Additional Terms and Conditions Applicable to Cloud Service Subscriptions

In addition to the Terms, this Exhibit A provides additional terms and conditions governing Your subscription to use the Cloud Service. Terms not defined in this Exhibit A will have the same meaning set forth in the Terms.

  1. Hosting Environment

    1. Serverless Service. The Serverless Service is a shared, multi-tenant installation of OpenReplay’s software hosted by OpenReplay with logical separation of customer instances.If You subscribe to the Serverless Service, OpenReplay charges You Fees based on the volume of Your Data that is ingested.
    2. Dedicated Service. The Dedicated Service provides You with a completely separate, dedicated instance of OpenReplay’s software on a hosted virtual machine that OpenReplay operates on Your behalf.If You subscribe to the Dedicated Cluster, You will have the ability to select the cluster/instance capacity (CPU, RAM and storage) You desire, as well as other options and add-ons. You will also have the ability to select the cloud provider (AWS, Azure and GCP) and region where the cluster is hosted, and You may choose to host the cluster in an account provided by OpenReplay or in Your own cloud provider account.Under the Dedicated Service, OpenReplay charges You Fees based on the capacity of the cluster You select.
  2. Availability, Maintenance; Backups

    1. Availability. OpenReplay will use commercially reasonable efforts to keep the Cloud Service operational on a continuous basis during the applicable subscription term, exclusive of downtime necessary for scheduled and emergency maintenance.
    2. Maintenance. OpenReplay may schedule maintenance activities from time to time. If You subscribe to the Dedicated Service, You will have the ability to choose a maintenance window in which Updates will be applied to Your server.If You subscribe to the Serverless Service, OpenReplay will apply Updates to the serverless environment in its discretion without advance notice unless the environment will be unavailable for more than thirty (30) minutes.
    3. Backups. OpenReplay regularly backs up the database used in conjunction with the Cloud Service, but is under no obligation to do so. Data restoration from backups may be offered at OpenReplay’s then-current published rates per incident.

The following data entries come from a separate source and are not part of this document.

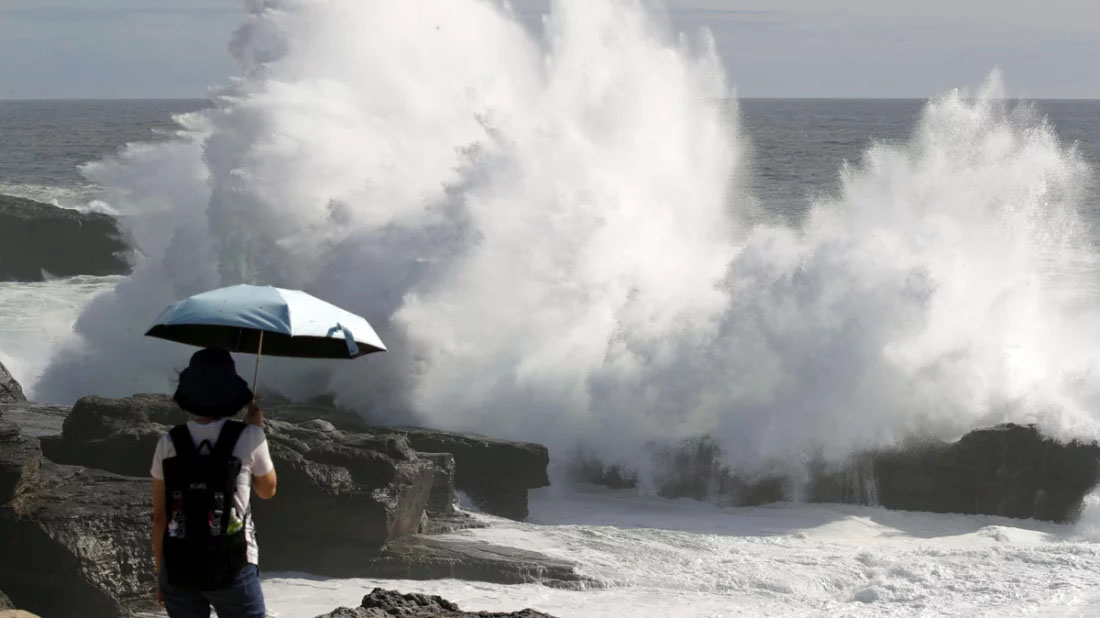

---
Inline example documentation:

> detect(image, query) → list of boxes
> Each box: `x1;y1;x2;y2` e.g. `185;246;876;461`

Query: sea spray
37;0;1100;473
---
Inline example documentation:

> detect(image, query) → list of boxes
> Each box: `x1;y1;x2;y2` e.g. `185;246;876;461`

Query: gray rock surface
0;195;131;282
253;420;433;574
0;389;592;618
873;424;1100;521
30;395;576;582
317;588;553;618
0;363;26;404
0;401;73;438
42;395;187;477
574;424;1100;522
358;534;598;589
393;428;550;520
0;411;153;618
257;401;550;520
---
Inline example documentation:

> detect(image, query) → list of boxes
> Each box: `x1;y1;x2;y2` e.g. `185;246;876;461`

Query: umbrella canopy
145;285;386;358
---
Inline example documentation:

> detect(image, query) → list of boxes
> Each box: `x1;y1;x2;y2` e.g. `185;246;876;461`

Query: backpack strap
213;420;244;459
168;424;199;459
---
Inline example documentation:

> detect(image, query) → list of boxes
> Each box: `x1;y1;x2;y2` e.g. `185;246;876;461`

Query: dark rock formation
873;424;1100;521
253;420;435;575
394;428;550;520
27;395;580;585
42;395;436;574
257;402;550;519
0;401;72;438
574;424;1100;522
317;588;553;618
0;195;130;282
42;395;187;477
349;536;598;588
0;363;26;404
0;411;153;618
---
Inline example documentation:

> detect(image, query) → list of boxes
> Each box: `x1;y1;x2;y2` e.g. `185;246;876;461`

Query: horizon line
0;92;1100;102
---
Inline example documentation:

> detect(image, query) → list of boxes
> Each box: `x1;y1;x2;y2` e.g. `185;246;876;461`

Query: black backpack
164;420;249;591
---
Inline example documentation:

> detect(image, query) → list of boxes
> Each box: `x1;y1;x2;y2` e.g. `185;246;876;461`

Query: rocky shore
0;195;131;282
317;588;553;618
0;358;1100;618
0;380;591;618
572;423;1100;523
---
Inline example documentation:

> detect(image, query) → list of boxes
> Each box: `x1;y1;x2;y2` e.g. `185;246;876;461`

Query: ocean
0;95;1100;618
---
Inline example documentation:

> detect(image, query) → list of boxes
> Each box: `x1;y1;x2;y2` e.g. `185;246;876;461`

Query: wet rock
42;395;187;477
393;428;550;520
0;363;26;404
0;195;131;282
265;401;550;520
252;421;435;575
0;420;153;618
0;401;73;438
573;424;1100;522
358;536;598;589
873;424;1100;521
317;588;553;618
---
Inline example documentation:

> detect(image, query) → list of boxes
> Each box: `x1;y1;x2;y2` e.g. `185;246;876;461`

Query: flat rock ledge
317;588;554;618
0;195;132;282
573;423;1100;523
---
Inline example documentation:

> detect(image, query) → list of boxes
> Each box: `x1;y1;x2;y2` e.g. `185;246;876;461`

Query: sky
0;0;1100;99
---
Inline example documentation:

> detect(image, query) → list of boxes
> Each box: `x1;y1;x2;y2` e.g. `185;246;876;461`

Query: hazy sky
0;0;1100;99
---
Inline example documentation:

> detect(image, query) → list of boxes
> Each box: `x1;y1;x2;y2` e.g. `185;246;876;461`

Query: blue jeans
158;564;267;618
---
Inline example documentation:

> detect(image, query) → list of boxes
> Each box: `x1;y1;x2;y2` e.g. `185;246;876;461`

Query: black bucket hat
172;347;252;419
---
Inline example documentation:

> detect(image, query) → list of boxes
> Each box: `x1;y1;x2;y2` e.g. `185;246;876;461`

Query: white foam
25;0;1100;481
264;488;1100;618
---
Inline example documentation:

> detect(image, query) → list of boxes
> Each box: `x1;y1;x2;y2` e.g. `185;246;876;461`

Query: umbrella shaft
252;331;264;404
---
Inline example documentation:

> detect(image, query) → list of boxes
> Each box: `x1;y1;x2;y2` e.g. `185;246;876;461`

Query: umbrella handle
252;331;264;404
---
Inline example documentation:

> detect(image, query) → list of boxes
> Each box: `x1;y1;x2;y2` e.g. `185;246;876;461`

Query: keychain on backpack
210;492;226;537
168;492;187;539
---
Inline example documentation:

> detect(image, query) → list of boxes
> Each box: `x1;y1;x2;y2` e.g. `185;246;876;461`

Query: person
150;347;276;618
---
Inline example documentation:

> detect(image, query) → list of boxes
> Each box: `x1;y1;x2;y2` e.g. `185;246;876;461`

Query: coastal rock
264;402;550;520
317;588;553;618
0;401;73;438
252;420;435;575
393;428;550;520
42;395;187;477
0;413;153;618
573;424;1100;522
0;195;130;282
42;395;436;573
0;363;26;404
0;396;591;618
873;424;1100;522
349;534;598;589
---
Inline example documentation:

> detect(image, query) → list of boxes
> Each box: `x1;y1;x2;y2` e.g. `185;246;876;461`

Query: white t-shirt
150;419;275;565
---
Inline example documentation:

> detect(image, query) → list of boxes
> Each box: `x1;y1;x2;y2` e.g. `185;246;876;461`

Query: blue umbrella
145;285;386;391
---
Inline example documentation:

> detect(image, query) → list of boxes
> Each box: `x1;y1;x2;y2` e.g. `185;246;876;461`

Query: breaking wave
35;0;1100;477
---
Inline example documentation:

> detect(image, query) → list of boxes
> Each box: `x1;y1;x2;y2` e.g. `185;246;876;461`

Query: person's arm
153;478;168;605
244;404;278;500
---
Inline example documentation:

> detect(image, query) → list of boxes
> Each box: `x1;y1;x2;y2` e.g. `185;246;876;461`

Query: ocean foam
30;0;1100;479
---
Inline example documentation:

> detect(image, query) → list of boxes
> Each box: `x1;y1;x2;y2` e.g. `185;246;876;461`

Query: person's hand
244;402;264;428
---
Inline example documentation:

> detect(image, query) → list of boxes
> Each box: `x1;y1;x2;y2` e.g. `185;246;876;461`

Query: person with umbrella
151;347;277;618
145;285;386;618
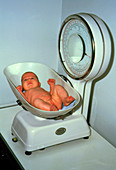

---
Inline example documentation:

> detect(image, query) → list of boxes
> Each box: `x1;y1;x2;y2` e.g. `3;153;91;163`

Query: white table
0;106;116;170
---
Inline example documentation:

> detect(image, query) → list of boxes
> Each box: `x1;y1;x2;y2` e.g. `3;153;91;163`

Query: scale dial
59;15;94;79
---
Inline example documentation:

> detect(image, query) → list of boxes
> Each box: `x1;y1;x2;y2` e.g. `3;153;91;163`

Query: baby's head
21;72;40;91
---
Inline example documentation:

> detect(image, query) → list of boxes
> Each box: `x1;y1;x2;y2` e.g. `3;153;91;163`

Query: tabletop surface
0;106;116;170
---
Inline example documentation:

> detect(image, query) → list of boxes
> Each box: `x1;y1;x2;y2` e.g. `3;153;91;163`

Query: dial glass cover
59;16;94;79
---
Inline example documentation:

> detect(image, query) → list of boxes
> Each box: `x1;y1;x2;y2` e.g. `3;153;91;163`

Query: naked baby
17;72;75;111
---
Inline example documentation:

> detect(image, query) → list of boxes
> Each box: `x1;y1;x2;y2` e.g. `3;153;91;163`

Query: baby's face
22;72;39;91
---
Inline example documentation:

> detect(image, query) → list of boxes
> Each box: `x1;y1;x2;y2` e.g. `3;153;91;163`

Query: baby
17;72;75;111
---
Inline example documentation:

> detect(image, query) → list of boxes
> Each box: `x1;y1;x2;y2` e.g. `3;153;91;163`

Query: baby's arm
17;85;27;100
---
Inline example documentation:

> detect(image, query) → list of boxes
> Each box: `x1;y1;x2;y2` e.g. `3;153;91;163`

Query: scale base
11;111;90;152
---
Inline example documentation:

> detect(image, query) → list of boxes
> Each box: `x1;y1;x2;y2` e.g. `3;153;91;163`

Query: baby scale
4;13;111;154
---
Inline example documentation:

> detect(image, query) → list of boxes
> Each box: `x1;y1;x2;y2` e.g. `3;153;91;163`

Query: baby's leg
47;79;55;95
33;98;58;111
52;85;75;109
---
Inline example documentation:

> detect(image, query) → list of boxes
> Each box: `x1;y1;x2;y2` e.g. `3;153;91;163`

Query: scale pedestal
5;13;112;152
12;110;90;151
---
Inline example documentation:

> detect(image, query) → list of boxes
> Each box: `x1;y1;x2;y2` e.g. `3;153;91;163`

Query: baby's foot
47;79;55;85
64;96;75;106
50;104;58;111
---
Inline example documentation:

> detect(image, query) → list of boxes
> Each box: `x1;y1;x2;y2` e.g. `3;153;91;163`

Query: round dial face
59;16;94;79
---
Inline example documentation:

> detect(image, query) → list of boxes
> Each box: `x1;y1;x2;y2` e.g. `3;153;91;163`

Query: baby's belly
30;94;52;105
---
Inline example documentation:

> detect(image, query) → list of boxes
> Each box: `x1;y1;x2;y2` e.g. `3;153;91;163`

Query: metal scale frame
12;13;111;154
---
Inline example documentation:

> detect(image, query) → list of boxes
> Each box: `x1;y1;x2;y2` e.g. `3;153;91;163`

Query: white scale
4;13;111;154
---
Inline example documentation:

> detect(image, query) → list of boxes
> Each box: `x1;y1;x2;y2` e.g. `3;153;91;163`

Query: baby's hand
17;85;23;92
47;79;55;85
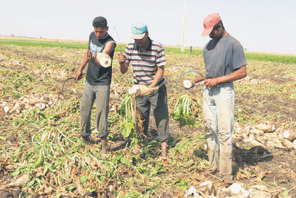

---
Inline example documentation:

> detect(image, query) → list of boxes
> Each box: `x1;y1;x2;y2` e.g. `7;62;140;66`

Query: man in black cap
75;16;116;153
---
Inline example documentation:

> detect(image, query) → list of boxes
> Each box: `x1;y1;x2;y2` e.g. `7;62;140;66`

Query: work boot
82;136;97;144
101;136;109;154
134;143;141;155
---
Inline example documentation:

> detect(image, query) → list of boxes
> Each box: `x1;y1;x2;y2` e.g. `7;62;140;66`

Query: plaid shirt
125;38;166;87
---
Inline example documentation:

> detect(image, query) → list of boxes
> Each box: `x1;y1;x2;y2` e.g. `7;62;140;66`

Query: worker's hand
74;70;82;81
87;49;92;60
204;78;218;87
117;52;126;63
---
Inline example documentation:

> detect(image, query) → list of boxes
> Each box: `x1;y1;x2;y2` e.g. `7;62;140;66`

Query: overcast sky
0;0;296;54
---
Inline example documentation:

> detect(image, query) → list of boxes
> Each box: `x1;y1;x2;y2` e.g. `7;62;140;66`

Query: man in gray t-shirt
192;13;247;184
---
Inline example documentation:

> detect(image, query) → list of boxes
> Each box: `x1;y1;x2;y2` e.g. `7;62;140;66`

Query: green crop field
0;38;296;198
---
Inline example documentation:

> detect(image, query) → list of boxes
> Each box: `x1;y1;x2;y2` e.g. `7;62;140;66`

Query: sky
0;0;296;55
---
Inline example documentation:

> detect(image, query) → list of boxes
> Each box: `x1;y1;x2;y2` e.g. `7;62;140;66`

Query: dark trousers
80;82;110;138
136;85;169;142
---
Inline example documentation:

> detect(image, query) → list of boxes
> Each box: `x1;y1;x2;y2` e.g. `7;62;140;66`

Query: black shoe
82;136;97;144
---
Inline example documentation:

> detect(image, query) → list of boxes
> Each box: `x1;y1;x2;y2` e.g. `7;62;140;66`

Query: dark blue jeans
80;82;110;138
136;85;169;142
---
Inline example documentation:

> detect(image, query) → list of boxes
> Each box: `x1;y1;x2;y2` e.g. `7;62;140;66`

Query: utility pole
181;0;186;52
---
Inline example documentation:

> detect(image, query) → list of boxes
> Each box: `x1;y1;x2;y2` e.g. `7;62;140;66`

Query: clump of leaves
173;95;199;128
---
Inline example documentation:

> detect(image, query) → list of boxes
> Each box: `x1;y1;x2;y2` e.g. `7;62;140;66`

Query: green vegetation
0;39;296;197
0;36;296;64
246;53;296;64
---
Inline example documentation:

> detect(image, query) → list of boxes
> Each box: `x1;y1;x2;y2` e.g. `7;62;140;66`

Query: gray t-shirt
203;34;247;79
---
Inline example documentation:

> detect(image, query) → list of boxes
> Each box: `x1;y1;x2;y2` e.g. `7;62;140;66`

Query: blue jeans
203;82;234;175
136;85;169;142
80;82;110;138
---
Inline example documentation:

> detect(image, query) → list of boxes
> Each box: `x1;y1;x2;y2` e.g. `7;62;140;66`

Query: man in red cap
192;13;247;184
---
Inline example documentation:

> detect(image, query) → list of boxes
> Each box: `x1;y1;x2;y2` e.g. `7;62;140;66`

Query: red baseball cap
201;13;221;36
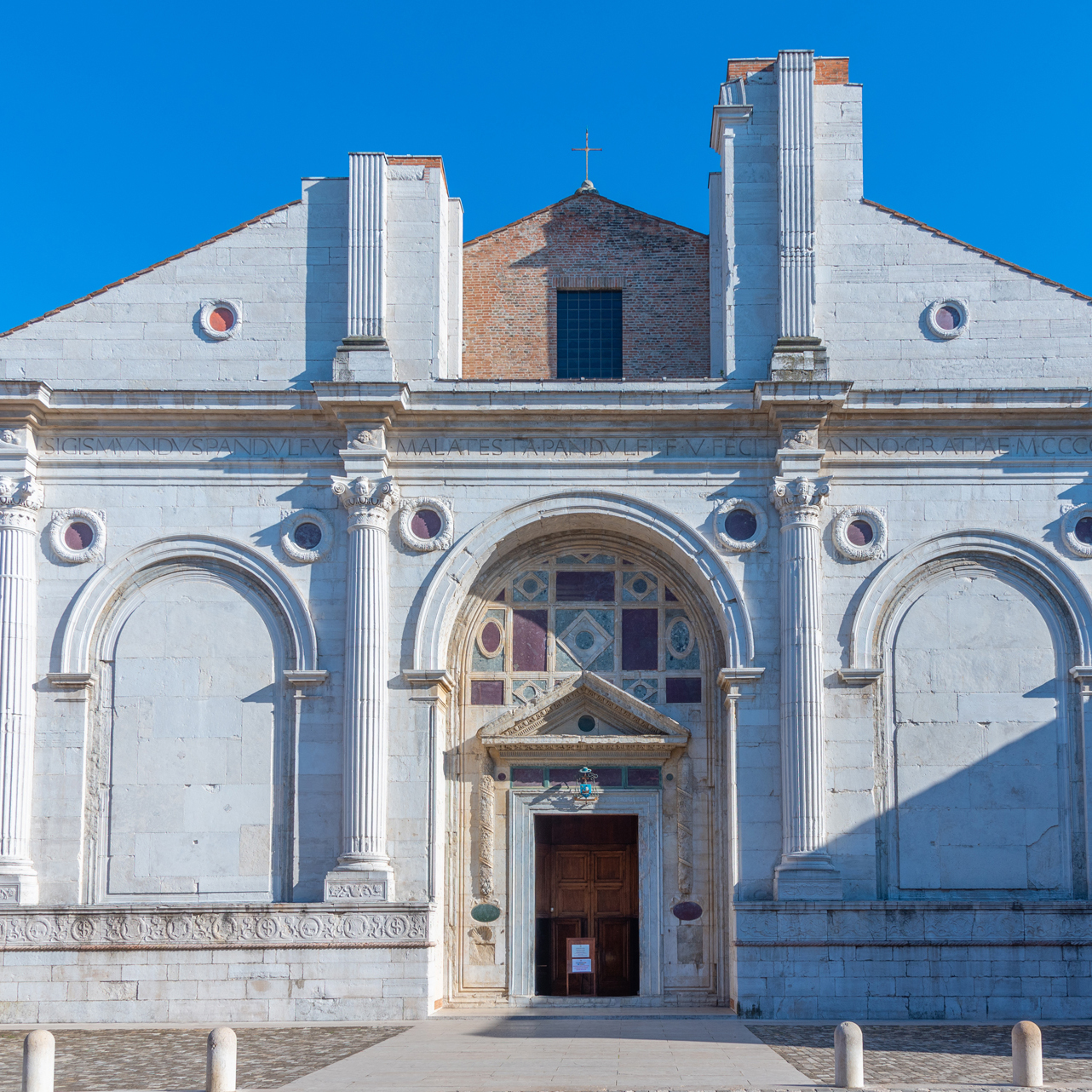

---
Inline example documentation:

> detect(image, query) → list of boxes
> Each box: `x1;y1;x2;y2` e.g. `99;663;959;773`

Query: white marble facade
0;51;1092;1023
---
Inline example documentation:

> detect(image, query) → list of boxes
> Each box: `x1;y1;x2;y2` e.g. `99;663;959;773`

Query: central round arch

If OpenReplay backs up data, OpenReplay will make a commercially reasonable effort to assist in restoring lost data; however, OpenReplay does not guarantee that every backup will complete without error, that it will be able to restore any specific data, or that it will retain any backup for longer than seven days. Despite any of the foregoing or any other provision of the Terms, OpenReplay is unable to recover, and will have no liability for, data that was deleted by You or Authorized Users. In cases in which You subscribe to the Dedicated Service and Your instance is hosted in Your own cloud provider account, You are entitled to make back-up copies (“Backup Copies”) of the instance consistent with Your usual policies for backup of Your internal data.Any Backup Copies will in all respects be subject to the Terms and will be deemed to form part of the Dedicated Service.You must not, at any time, store Backup Copies in a manner enabling them to be directly executed.